Pour ce qui est de la 3e licence de téléphonie mobile, elle a occupé le devant de la scène en 2013. Le Végal a été saisi dans cette affaire par plusieurs parties prenantes dont des associations de défense des consommateurs de services de télécommunication. Là, il ne s’agit pas d’une vérification de gestion, mais plutôt de conformité à l’orthodoxie de passation des marchés publics. Là aussi, jamais un marché public surtout celui lié à la téléphonie mobile n’avait suscité de commentaires et de débats houleux dans notre pays.

Damoclès sur Dioncounda et Diango

Dans un avant-goût donné dans le rapport 2012, le Végal a mis le doigt sur les manquements qui ont émaillé l’attribution de la 3e licence tant dans le fond que dans la forme. Il est allé jusqu’à dénier à la compétence de la Commission technique d’attribution (CTA), l’organisme rattaché au ministère des Postes et des Nouvelles technologies (MPNT), qui a attribué la 3e licence.

Le rapport du Végal a non seulement mis en cause la procédure d’attribution de la 3e licence avec les droits compromis de l’Etat en matière de paiement de taxes, mais aussi l’implication directe et tendancieuse de certains membres du gouvernement de la transition, le Premier ministre et le président de Transition y compris.

Le Végal, Amadou Ousmane Touré invité de l’émission « Invité Afrique » de Christophe Boisbouvier du 24 décembre 2013 avait remué le couteau dans la plaie. Il avait déploré ce qu’il avait nommé, « la momification de la corruption » parlant de la 3e licence et des 34 milliards de F CFA disparus au PMU-Mali.

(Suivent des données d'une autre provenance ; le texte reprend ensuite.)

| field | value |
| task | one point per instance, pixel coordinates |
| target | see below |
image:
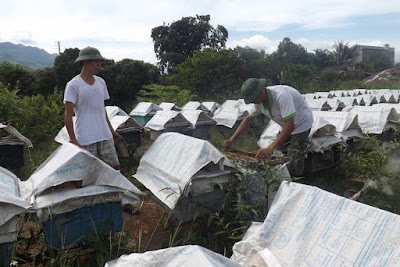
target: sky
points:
(122, 29)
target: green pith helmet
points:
(88, 53)
(251, 88)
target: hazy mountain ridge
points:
(32, 57)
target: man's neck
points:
(87, 77)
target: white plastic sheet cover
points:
(373, 119)
(190, 255)
(340, 93)
(307, 226)
(8, 231)
(163, 118)
(169, 106)
(228, 116)
(323, 94)
(269, 134)
(310, 96)
(11, 201)
(144, 108)
(71, 163)
(346, 123)
(335, 104)
(194, 105)
(115, 110)
(197, 117)
(168, 166)
(117, 117)
(369, 100)
(210, 106)
(322, 135)
(348, 101)
(14, 132)
(318, 104)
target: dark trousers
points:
(296, 148)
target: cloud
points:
(116, 25)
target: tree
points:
(211, 74)
(64, 67)
(343, 53)
(177, 41)
(16, 77)
(125, 78)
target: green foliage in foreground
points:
(37, 117)
(157, 94)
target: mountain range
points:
(29, 56)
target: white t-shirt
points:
(91, 124)
(285, 102)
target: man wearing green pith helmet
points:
(285, 106)
(85, 95)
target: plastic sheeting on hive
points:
(194, 105)
(335, 104)
(117, 117)
(307, 226)
(348, 101)
(346, 124)
(190, 255)
(228, 116)
(318, 104)
(322, 135)
(169, 106)
(210, 106)
(269, 134)
(47, 187)
(12, 204)
(197, 117)
(369, 100)
(144, 109)
(169, 165)
(11, 130)
(375, 119)
(167, 118)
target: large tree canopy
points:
(177, 41)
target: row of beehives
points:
(305, 226)
(337, 100)
(68, 195)
(194, 119)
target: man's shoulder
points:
(74, 81)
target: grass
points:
(219, 231)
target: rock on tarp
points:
(190, 255)
(70, 163)
(11, 203)
(307, 226)
(168, 166)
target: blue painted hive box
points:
(143, 120)
(6, 250)
(81, 224)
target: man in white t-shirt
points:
(286, 106)
(85, 95)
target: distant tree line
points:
(193, 57)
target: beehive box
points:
(143, 120)
(131, 136)
(79, 225)
(6, 250)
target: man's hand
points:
(117, 135)
(227, 144)
(263, 153)
(75, 142)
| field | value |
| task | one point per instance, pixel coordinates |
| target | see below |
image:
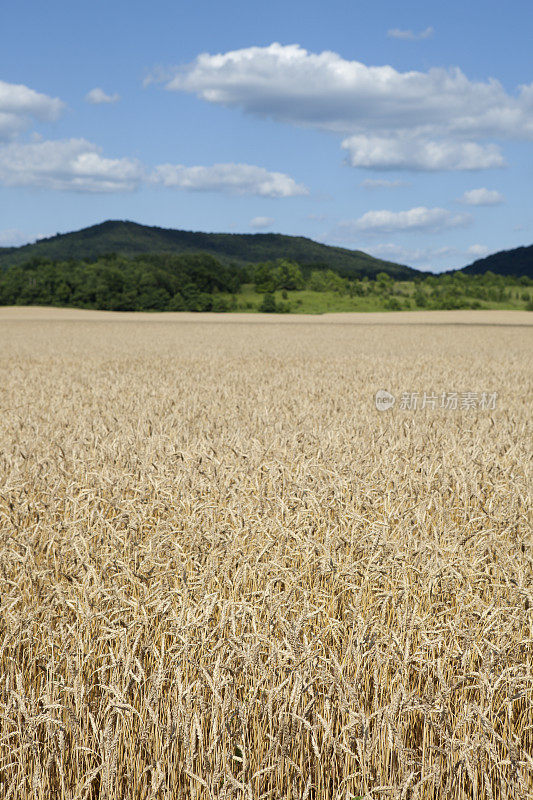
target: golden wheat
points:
(225, 574)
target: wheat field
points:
(225, 574)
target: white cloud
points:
(409, 255)
(415, 153)
(421, 219)
(97, 96)
(20, 105)
(67, 164)
(261, 222)
(12, 237)
(482, 197)
(379, 183)
(478, 250)
(406, 120)
(233, 178)
(409, 35)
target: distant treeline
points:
(116, 283)
(199, 282)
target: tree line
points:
(199, 282)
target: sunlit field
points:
(225, 574)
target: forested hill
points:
(516, 262)
(131, 239)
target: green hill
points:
(131, 239)
(517, 262)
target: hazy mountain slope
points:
(129, 238)
(507, 262)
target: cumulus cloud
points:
(420, 219)
(382, 183)
(407, 120)
(97, 96)
(261, 222)
(67, 164)
(232, 178)
(20, 106)
(409, 35)
(415, 153)
(482, 197)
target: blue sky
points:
(404, 130)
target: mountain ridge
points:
(133, 239)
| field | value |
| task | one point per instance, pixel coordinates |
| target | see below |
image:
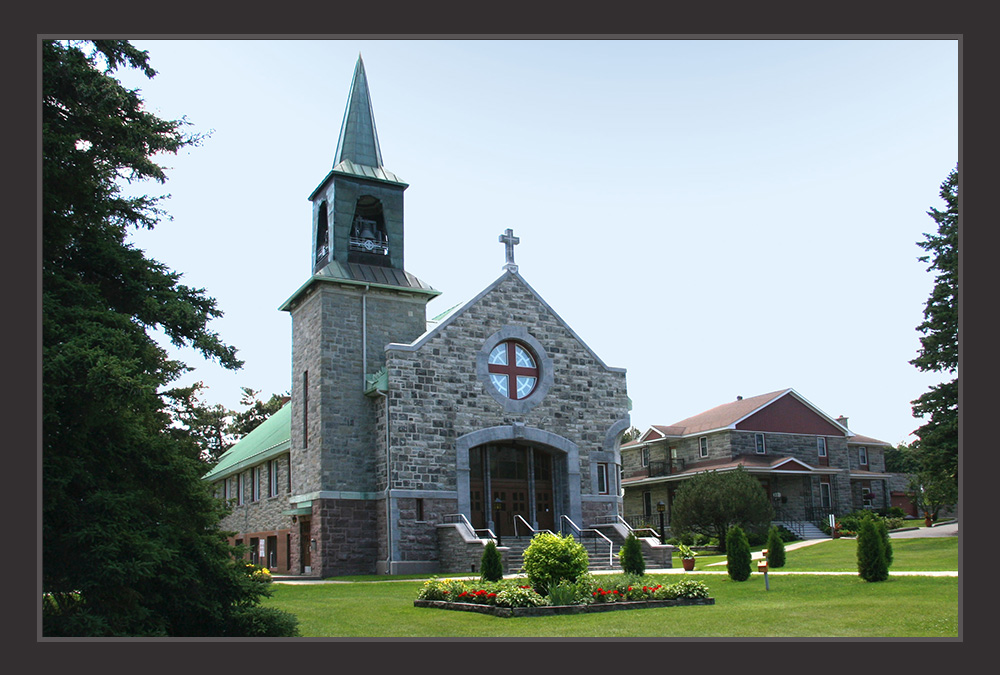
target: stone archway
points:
(526, 467)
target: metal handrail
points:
(469, 525)
(611, 545)
(517, 517)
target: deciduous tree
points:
(712, 502)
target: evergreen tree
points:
(631, 556)
(737, 554)
(130, 538)
(775, 548)
(872, 564)
(936, 449)
(491, 564)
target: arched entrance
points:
(507, 480)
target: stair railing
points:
(581, 533)
(529, 528)
(460, 517)
(652, 533)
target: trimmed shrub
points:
(883, 530)
(872, 565)
(737, 554)
(491, 564)
(775, 548)
(631, 556)
(257, 621)
(550, 558)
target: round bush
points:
(491, 565)
(551, 558)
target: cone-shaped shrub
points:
(775, 548)
(883, 530)
(491, 565)
(737, 554)
(872, 565)
(631, 556)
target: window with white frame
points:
(602, 479)
(272, 478)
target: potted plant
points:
(687, 557)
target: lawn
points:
(840, 555)
(795, 606)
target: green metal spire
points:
(358, 142)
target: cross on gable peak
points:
(509, 241)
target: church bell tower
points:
(358, 208)
(358, 299)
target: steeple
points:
(357, 220)
(358, 142)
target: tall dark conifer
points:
(936, 449)
(131, 544)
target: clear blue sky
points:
(721, 218)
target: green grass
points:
(840, 555)
(795, 606)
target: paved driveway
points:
(945, 530)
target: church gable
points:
(450, 382)
(788, 414)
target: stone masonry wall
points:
(436, 395)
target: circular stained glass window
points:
(513, 370)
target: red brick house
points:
(810, 463)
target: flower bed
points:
(510, 597)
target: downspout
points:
(364, 386)
(388, 483)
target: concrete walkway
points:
(945, 529)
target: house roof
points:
(725, 415)
(759, 464)
(858, 439)
(731, 415)
(271, 438)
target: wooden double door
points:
(506, 481)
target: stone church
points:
(408, 442)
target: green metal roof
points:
(273, 437)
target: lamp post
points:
(498, 503)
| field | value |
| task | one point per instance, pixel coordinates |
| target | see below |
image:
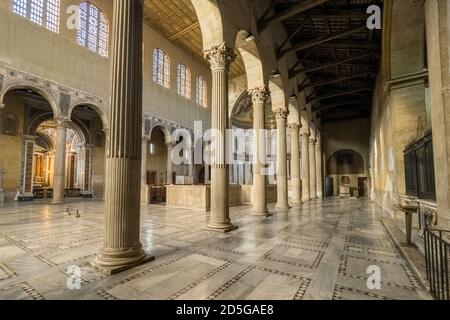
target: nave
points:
(321, 250)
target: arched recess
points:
(211, 24)
(52, 101)
(165, 130)
(249, 52)
(100, 112)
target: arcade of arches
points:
(358, 124)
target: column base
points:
(265, 213)
(222, 228)
(115, 263)
(145, 194)
(283, 207)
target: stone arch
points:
(50, 143)
(252, 59)
(165, 130)
(37, 121)
(10, 124)
(48, 96)
(99, 110)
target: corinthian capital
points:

Pour le cas spécifique de la 3e licence, l’ancien procureur anti-corruption avait fustigé le favoritisme. « On peut penser qu’il y a favoritisme. Toutes les fois qu’il y a violation d’une règle de passation des marchés ou de délégation de service public au point qu’on ait besoin de démontrer qu’il y a eu enrichissement, qu’il y a eu transfert d’argent, le fait de violer une disposition constitue en soi un délit de favoritisme. Mais nous ne l’avons pas retenu. Nous avons laissé cette recommandation ouverte. Il appartient au procureur d’entamer des poursuites et de décider s’il peut retenir le qualificateur de favoritisme ou pas », avait-t-il plaidé.

Tout en faisant ressortir la responsabilité du gouvernement de la transition, le Végal a indiqué que « … le gouvernement devrait annuler la procédure et reprendre sur des bases saines ».